聽雨閣裏,肖氏剛剛用完晚膳,正拿著繡梆子領了大房裏的丫頭們做繡品。慕雲歌一進來,玉珊連忙放下繡梆子,招呼慕雲歌坐下。
“怎麽有空過來?”肖氏柔柔一笑,對慕雲歌招了招手。
慕雲歌從善如流地坐到肖氏身邊,湊過去看肖氏繡的什麽,青色絹絲上,一朵白百合已經初具模型。她不由喜道:“娘,你做得真漂亮,是給我的嗎?”

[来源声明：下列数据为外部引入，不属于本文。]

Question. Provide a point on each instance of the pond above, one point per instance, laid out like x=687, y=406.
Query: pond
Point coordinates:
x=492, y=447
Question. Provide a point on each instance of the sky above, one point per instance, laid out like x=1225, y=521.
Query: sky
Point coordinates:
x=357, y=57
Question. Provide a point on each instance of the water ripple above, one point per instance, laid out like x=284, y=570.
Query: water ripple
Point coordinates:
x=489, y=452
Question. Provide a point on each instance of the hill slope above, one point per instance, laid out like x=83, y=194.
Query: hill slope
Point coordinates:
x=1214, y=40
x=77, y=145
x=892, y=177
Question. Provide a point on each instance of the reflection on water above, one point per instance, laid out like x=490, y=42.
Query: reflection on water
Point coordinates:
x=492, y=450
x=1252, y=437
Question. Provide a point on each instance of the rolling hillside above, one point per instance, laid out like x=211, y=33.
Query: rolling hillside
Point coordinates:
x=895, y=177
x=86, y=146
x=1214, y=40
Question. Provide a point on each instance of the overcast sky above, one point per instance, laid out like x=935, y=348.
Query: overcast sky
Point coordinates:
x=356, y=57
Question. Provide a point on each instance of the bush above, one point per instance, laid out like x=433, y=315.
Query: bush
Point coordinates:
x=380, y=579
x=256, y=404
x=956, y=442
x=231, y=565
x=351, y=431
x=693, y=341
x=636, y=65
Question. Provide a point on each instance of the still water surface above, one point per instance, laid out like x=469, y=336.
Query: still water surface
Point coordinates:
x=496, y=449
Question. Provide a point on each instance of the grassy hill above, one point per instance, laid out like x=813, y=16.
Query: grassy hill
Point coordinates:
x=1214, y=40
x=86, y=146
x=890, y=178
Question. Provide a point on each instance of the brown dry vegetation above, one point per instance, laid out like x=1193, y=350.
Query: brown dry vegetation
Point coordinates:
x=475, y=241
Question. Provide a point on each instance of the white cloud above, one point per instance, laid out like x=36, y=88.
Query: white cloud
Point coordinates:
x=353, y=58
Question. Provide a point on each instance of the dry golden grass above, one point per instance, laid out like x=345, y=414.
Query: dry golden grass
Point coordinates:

“可不就是給你的!”肖氏輕點慕雲歌的鼻尖,寵溺之情可見一斑:“你這鬼丫頭雖然學了一手好刺繡,卻向來懶得動手。身上這個荷包用了快一年了,娘想給你換個新的。正好這些天無事,等到了臘月下旬可就忙起來了,娘趕著時間做一個。”
“這些事交給丫頭們就行了。”慕雲歌鼻子酸酸的。
肖氏自從生了瑾然之後,身體一直不好,做針線太傷眼睛,她舍不得。
肖氏搖了搖頭:“玉珊她們也要趕著做新年的紅包,再說,做這些個小東西也不費事。”
慕雲歌抱著她的腰,聲音悶悶的:“有娘在,雲歌好幸福!”
“傻孩子。”肖氏揉了揉她的腦袋,滿臉笑容。
母女兩個說說話,不知不覺中就已經到了晚間,天色全黑了。慕雲歌漸漸有些焦急,這個時候,肖姨媽也該有所動作了才對。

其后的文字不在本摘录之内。